Algo se me rompió para siempre cuando ella se fue.
Se apagó la luz, huyó el color, murió el calor, cierta seguridad volátil, casi todo lo confortable. Se me fue el olor de la lechuga recién cortada; la sabiduría de los corredores de jazmín, la de las cortinas de algodón. El sabor y el gusto de lo artesanal de sus manos precoces, locuaces, bárbaras, adoloridas, acogedoras.
Ese poso permanente que destila lo sombrío lo albergo desde entonces.
Fue el 3 de mayo de 1994. Aunque ella empezó a irse mucho antes.
Se iba y yo comencé a correr por los pasillos, a tropezar ansiosamente con los interruptores, a sentir que la vida se iba cada noche. La suya, ergo, la mía.
Siguió yéndose y las persianas se desenroscaron sin permiso, oscureciéndolo todo, del piso hasta mis pestañas; las risas no eran sino ecos perversos y mutilados de lo que yo juraba recordar y se veía esa pobre luz sin lumbre, que ni siquiera era más bermeja.

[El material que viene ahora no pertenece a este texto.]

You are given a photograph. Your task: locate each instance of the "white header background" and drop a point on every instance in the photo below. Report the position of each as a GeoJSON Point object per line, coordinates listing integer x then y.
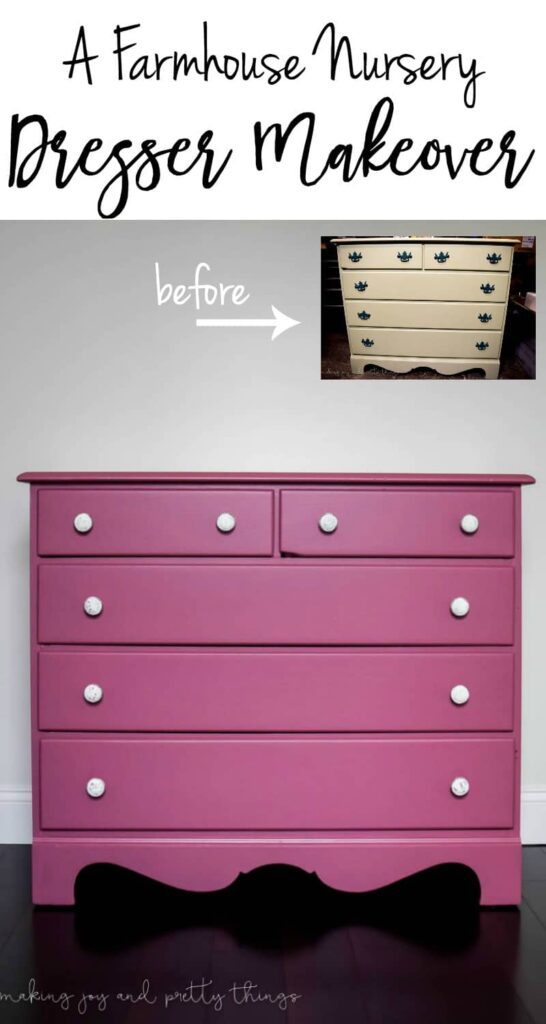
{"type": "Point", "coordinates": [36, 38]}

Hasta que un día se fue y ya no volvió más. No me quebré. Insistió, una terca de seis años: si ella no regresaba, los cuadros no volverían a la pared. Pero ella jamás regresó y los cuadros los tuve que colgar. Me las lloré todas en esa colcha verde; tantas, que ni Juan Rulfo me consolaba:
Fue la última vez que te vi. Pasaste rozando con tu cuerpo las ramas del paraíso que está en la vereda y te llevaste con tu aire sus últimas hojas. Luego desapareciste. Te dije: ‘¡Regresa!’
De no ser por la tristeza infinita que vino después, diría que la inmovilidad de los años grises se instaló sin querer. Tanto, que no tengo memoria de aquellos días infames porque nada pasó. Como la realidad no estaba ni ahí con ayudarme, empecé a dedicarle réquiem por todas partes:
—Las personas viven para siempre porque alguien las lleva consigo.
—Tú estás en mí.
—El olvido está lleno de memoria.
—Qué noche más inmensa sin ti.
—No hay extensión más grande que mi herida. Lloro mi desventura y sus conjuntos y siento más tu muerte que mi vida.
Y pequeñas muertes en cada despedida.